How To End A Relationship The Right Way : Do Not Blame Them
Hey it really could be because everything they do drives you nuts, but that’s not really fair to dump that on them. Talk about your relationship as if it’s kind of a “thing” like you would say things like “the relationship is just not working any more”. Try to avoid using the word “you” when you are telling them why the relationship is ending. Try to keep it as neutral as possible. And let them know you are sorry things have not worked out.

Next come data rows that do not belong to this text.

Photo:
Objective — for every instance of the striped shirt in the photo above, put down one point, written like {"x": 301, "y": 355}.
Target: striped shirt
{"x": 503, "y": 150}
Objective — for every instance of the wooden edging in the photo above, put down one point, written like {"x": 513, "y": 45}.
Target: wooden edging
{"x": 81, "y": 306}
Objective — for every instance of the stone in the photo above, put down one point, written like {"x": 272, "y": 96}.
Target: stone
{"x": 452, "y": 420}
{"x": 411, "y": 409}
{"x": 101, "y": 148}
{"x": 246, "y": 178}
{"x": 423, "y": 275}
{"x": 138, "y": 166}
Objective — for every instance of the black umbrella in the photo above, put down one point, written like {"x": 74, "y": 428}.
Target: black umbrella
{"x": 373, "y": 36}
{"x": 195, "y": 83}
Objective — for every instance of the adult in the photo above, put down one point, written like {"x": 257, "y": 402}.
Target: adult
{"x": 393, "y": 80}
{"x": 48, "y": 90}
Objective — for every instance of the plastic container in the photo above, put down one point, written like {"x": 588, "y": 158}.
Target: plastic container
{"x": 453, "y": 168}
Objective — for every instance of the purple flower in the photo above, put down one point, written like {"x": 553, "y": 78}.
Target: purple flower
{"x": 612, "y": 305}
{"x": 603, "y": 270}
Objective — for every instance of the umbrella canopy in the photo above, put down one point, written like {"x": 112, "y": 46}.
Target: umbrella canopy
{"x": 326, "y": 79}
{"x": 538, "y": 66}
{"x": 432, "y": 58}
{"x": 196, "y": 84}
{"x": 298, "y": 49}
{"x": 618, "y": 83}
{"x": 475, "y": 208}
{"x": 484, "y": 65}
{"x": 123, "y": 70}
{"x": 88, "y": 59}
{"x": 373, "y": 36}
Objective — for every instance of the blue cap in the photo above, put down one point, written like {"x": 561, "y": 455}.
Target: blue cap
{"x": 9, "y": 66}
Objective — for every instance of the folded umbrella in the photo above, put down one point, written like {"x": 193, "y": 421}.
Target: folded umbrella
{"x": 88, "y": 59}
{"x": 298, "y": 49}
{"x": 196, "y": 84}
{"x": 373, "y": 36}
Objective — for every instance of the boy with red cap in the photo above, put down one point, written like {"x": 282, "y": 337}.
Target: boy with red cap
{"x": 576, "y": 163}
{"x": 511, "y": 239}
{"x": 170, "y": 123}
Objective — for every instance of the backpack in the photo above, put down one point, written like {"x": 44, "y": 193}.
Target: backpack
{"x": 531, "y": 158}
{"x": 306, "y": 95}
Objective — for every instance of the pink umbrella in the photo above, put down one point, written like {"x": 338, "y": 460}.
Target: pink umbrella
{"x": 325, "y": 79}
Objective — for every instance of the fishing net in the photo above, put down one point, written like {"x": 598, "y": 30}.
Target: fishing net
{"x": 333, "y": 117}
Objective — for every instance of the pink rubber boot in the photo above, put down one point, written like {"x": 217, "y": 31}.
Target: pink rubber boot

How To End A Relationship The Right Way : It’s Not You, It’s Me
No one in the world wants to hear this during a break up because what 99 percent of people who are told this really hear from you is “it’s not you, it’s me, but really it is you and I am just trying not to hurt your feelings”. Try to not use any of the classic break up lines such as “we can still be friends” or that “you are not good enough for them and they are better without you” while things like this may seem nice and kind in your mind. They come across as shallow and meaningless to the other person.
How To End A Relationship The Right Way : Rehearse
This may sound crazy, but before you break up with them make sure you have what you are going to say planned out. And once you start do not stop until you get all what you want to say out. Getting all flustered and emotional is a sure fire way to say the wrong thing. Breaking up is a very emotional and unpredictable thing, but by rehearsing what you are going to say you can at least be better prepared.